Moses’ Wife, the Queen of Sheba, and the Black Bride

Let’s trace the black and beautiful bride through Scripture and behold her beauty, starting with that strange story in Numbers 12. There are all kinds of interpretations on this. Origen’s is most compelling to me, as he ties it into his homily on the Song of Songs 1:5:

‘I am dark and beautiful, O ye daughters of Jerusalem, as the tents of Cedar, as the curtains of Solomon.’

(1.5—Vg. 1.4)

In his book Reading While Black, Esau McCaulley opens his chapter on the Bible and black identity with this verse from the Song, as he goes on to demonstrate how black identity in Scripture, along with multiple ethnicities, show forth God’s promise to Abraham and his original purposes of cultural diversity as a manifestation of his glory. He surveys black identity in Scripture as fulfillment of this promise, tracing through Ephraim & Manasseh (Gen. 48:3-5), the multiethnic group who left Egypt during the exodus (Exod. 12:38), and the conversion of Africans such as Simon of Cyrene and his family (Matt. 27:32), and the Ethiopian eunuch ((Acts 8:26-40). And he concludes,

“When the black Christian enters the community of faith, she is not entering a strange land. She is finding her way home.”
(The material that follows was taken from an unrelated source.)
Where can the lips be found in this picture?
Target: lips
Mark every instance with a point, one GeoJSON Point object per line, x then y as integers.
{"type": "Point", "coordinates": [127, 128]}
That reminded me of Origen’s homily. He comments on the daughters of Jerusalem bringing this charge to the Bride, calling her black, an outsider, “one who has not been enlightened by the patriarch’s teaching.” He speaks for her:

Because of my dark colouring you may compare me to the tents of Cedar and the curtains of Solomon; but even Cedar was descended from Ismael, being born his second son, and Ismael was not without a share in the divine blessing. You liken me even to the curtains of Solomon, which are none other than the curtains of the tabernacle of God—indeed I am surprised, O daughters of Jerusalem, that you should want to reproach me with the blackness of my hue. Have you not come to forget what is written in your Law, as to what Mary [Mariam] suffered who spoke against Moses because he had taken a black Ethiopian to wife? How is it that you do not recognize the true fulfillment of that type in me? I am that Ethiopian.

In expositing Numbers 12, Origen points out the interpretive difficulty of Miriam and Aaron’s complaint. The text says that they spoke against Moses over the Cushite woman he married, but what they said was “Does the Lord speak only through Moses? Does he not speak also through us?” (Num. 12:2). What does this have to do with Moses’ Cushite wife? Origen thinks it has to do with what their positions represented typologically.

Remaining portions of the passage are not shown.